A web search for tortured phrases computer science papers suggests that this problem was first widely noticed and discussed in 2021. The reason seems to have been the use of machine translation from languages like Chinese and, maybe, writing or paraphrasing by GPT-1 or -2 level LLMs.

With the current widely available models, it is much easier to produce fraudulent papers that cannot be caught just by searching for unnatural expressions.

> The reason seems to have been the use of machine translation from languages like Chinese

No, it's more deliberate than that. Per the original paper [1], the tortured phrases observed in these papers can be reproduced by running text through an online tool called "Spinbot" which processes English text by replacing words with (frequently incorrect) synonyms. Many of the replacements made are difficult to explain any other way -- replacing "ant" with "underground creepy crawly" is clearly not the work of a translator, for instance.

[1]: https://arxiv.org/pdf/2107.06751.pdf

Thanks for the clarification!
I used to tutor MSc-level students and they would use this tool all the time for their essays; copy-paste a paragraph from Wikipedia, run through the tool, copy-paste. Just absolute bottom laziness. (The students all got their degrees; welcome to the age of the-student-is-the-customer)
I wonder if one could use raw data like this to build a sort of spam filter for papers. Perhaps there are common metadata (institution?, date?, time?, name?, topic?...) among BS papers that could be part of a classifier score?

I know that a Proper fix to enshitification is to get the human beings to stop doing it, but I can't help but wonder if there's something I can do on the "receive" side to have a better experience.

Apparently much of the IEEE trouble is ICERECT[1], which as best I can tell, is primarily for papers rejected elsewhere. Filtering the dataset from the article[2] down to just this one paper[3] from that conference helps illustrate the point.

The suggesting elsewhere on thread that this could be LLM driven seems unlikely -- "bosom disease" is not a common pairing of words in the English language corpus, but "breast cancer" is.

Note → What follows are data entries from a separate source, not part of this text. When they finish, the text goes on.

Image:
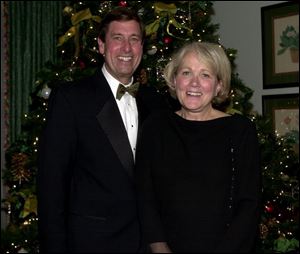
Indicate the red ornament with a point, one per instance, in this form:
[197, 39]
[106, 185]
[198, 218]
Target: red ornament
[81, 65]
[122, 3]
[269, 208]
[167, 40]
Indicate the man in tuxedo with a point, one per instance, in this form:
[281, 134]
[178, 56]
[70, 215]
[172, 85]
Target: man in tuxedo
[86, 194]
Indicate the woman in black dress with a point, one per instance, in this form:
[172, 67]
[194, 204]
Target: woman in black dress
[198, 170]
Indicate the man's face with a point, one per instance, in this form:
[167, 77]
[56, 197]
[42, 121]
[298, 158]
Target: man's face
[122, 49]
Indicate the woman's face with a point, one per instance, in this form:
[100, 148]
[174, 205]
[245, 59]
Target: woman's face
[195, 84]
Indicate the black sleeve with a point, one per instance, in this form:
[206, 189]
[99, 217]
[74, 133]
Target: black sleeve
[56, 152]
[148, 204]
[243, 227]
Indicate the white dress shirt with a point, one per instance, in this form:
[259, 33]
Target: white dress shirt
[127, 107]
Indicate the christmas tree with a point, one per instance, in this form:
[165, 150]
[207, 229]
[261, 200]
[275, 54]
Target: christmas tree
[168, 25]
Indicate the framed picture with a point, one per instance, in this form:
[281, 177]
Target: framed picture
[284, 113]
[280, 45]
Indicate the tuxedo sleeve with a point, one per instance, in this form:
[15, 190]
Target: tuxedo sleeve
[55, 158]
[149, 211]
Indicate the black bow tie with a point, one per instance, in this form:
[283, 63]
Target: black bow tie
[132, 90]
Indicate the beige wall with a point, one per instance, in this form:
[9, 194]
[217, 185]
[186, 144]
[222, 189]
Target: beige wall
[240, 28]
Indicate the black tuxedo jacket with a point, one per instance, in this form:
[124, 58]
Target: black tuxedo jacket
[86, 193]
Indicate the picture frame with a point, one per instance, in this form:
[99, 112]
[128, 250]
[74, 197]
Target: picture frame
[283, 110]
[280, 45]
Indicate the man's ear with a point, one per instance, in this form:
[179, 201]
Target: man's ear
[101, 46]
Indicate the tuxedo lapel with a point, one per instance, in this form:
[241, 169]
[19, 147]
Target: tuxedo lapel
[111, 122]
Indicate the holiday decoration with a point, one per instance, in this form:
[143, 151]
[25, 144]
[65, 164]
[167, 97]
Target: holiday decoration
[168, 26]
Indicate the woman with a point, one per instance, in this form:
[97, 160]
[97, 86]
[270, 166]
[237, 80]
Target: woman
[198, 172]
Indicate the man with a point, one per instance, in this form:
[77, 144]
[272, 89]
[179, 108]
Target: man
[86, 195]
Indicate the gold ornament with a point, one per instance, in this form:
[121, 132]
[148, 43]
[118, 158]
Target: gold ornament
[19, 170]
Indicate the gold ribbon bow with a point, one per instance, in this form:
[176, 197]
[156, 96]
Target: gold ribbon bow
[132, 90]
[74, 30]
[166, 10]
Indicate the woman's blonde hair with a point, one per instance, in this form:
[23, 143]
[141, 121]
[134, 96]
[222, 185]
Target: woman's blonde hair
[210, 54]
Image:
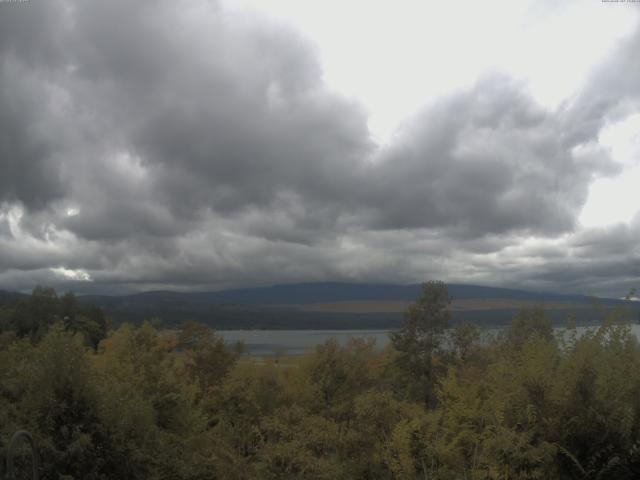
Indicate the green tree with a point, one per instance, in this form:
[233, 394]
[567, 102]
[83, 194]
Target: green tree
[420, 338]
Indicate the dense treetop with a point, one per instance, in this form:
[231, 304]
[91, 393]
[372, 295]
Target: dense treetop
[438, 403]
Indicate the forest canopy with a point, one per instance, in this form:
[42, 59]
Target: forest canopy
[440, 403]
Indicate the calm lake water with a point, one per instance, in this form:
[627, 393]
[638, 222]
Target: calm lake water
[260, 343]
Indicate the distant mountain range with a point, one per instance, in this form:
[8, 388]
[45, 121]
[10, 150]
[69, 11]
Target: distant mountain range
[340, 306]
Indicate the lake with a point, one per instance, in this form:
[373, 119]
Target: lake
[260, 343]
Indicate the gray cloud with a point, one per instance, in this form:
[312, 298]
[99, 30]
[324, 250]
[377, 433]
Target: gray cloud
[173, 144]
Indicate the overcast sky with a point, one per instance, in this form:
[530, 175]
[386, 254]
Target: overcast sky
[203, 145]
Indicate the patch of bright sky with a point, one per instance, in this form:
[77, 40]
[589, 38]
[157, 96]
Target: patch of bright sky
[617, 199]
[70, 274]
[397, 56]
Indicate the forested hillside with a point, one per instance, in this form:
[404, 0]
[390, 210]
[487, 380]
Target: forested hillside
[338, 306]
[138, 403]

[1]: http://www.pesceconference.in

[2]: https://dbrech.irit.fr/pls/apex/f?p=9999:24

[3]: https://pubpeer.com/publications/2A7F7A96A9E42D48FCAA5DA6548...

Is this supposed to just be a 2 page PDF, am I missing something? Kind of ironic to call out bad research with such a sparse paper.
These terms sound like they were mistranslated from another language
Using “grouping calculation” for “clustering algorithm” is absolutely hilarious to me.